Death metal et science-fiction : une oreille dans les étoiles, une autre dans les enfers.
Est-ce que ça vaut bien le coup de consacrer une chronique entière à un single deux-titres? Pour Blood Incantation, je pense que oui. On a affaire au groupe de death metal avec le plus de vent dans les voiles de ces dernières années, et la sortie de ces deux chansons, quatre ans après leur déjà culte Hidden History of the Human Race, ne peut que susciter l'intérêt de ses fans (dont je suis). Blood Incantation joue un death metal créatif et psychédélique, où la puissance des riffs et des blasts cohabite avec la douceur de nappes ambiantes et éthérées. Notons que leur troisième album, Timewave Zero, est passé très rapidement sous les radars depuis sa sortie en 2022, puisque c'était 100% de la musique ambiante, et que ça n'intéressait pas grand monde.
Voilà donc un moment crucial pour le quatuor de Denver : retour à des sources death metal à la Timeghoul ou confirmation d'un virage ambiant ? Personne n'a jamais cru à la deuxième option, mais tout le monde s'inquiétait quand même de la probabilité de la première.
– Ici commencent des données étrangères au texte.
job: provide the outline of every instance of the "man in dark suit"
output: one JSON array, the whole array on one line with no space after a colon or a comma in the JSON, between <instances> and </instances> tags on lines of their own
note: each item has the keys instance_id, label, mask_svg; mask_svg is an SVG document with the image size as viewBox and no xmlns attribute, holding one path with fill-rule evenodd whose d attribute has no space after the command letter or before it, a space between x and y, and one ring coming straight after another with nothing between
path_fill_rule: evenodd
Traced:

Finalement BI fait un compromis : la première piste, « Obliquity of the Ecliptic », résume tout le talent death metal du groupe. Les riffs sont moins alambiqués, rappelant davantage Immolation qu'Atheist, preuve supplémentaire que le talent de composition de Paul Rield et Morris Kolontyrsky ne connaît (presque) aucune limite.
La fusion progressive avec des nappes ambiantes et des arpèges itératifs se fait en douceur, pour lancer des solos de guitare bien progs pour accompagner la fin du morceau. Bref la formidable recette "death psychédélique" de Hidden History... (cf. « Inner Paths to Outer Space ») tient toujours et c'est tant mieux parce que c'est ce qui se fait de mieux dans le genre actuellement.
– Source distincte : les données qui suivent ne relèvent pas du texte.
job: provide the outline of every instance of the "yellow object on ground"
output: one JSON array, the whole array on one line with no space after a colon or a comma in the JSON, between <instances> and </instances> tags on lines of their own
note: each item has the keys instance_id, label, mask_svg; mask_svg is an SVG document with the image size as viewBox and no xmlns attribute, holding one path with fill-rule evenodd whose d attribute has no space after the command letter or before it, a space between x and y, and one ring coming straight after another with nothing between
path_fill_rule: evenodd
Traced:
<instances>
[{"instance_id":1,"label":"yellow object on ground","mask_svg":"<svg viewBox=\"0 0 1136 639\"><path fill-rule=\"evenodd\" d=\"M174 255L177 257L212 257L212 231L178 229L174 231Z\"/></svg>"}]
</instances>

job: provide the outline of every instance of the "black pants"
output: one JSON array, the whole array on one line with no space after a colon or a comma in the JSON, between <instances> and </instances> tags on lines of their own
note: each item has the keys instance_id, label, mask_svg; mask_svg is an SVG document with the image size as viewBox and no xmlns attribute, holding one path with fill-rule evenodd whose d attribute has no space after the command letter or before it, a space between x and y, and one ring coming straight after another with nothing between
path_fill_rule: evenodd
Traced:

On en dira pas tant de la deuxième piste dévoilée, « Luminescent Bridge ». La force de Timewave Zero reposait sur le minimalisme des thèmes ambiants, mais là ça n'est pas le cas. Un collègue du zine a comparé Blood Inc. à Pink Floyd en écoutant ça et je ne vais pas lui donner tort. Les thèmes de synthés sont agrémentés encore une fois d'arpèges acoustiques et d'un petit solo de guitare. Il existe forcément une dimension où Roger Waters a écrit des paroles sur la paix dans le monde et le goût de sa tisane préférée pour accompagner cette bouillie, à la croisée de l'ambiant atmosphérique et du post-rock. La piste dure neuf minutes et trente-neuf secondes, rendez-vous compte, alors qu'on aurait pu faire le tour de la question en trois minutes montre en main et de fait consacrer plus de temps à l'album de Tomb Mold (par exemple, au hasard). Presque dix minutes de musique atmosphérique qui me procurent autant d'émotion que les lacets de mes chaussures (c'est-à-dire très peu).
Selon toute vraisemblance, Blood Incantation a un album complet dans les tuyaux pour 2024. S'il ressemble à ces deux-titres en demi-teinte, la déception risque d'être grande. Mais on peut également se permettre d'espérer un nouveau coup d'éclat comme seul un groupe de cette trempe en est capable.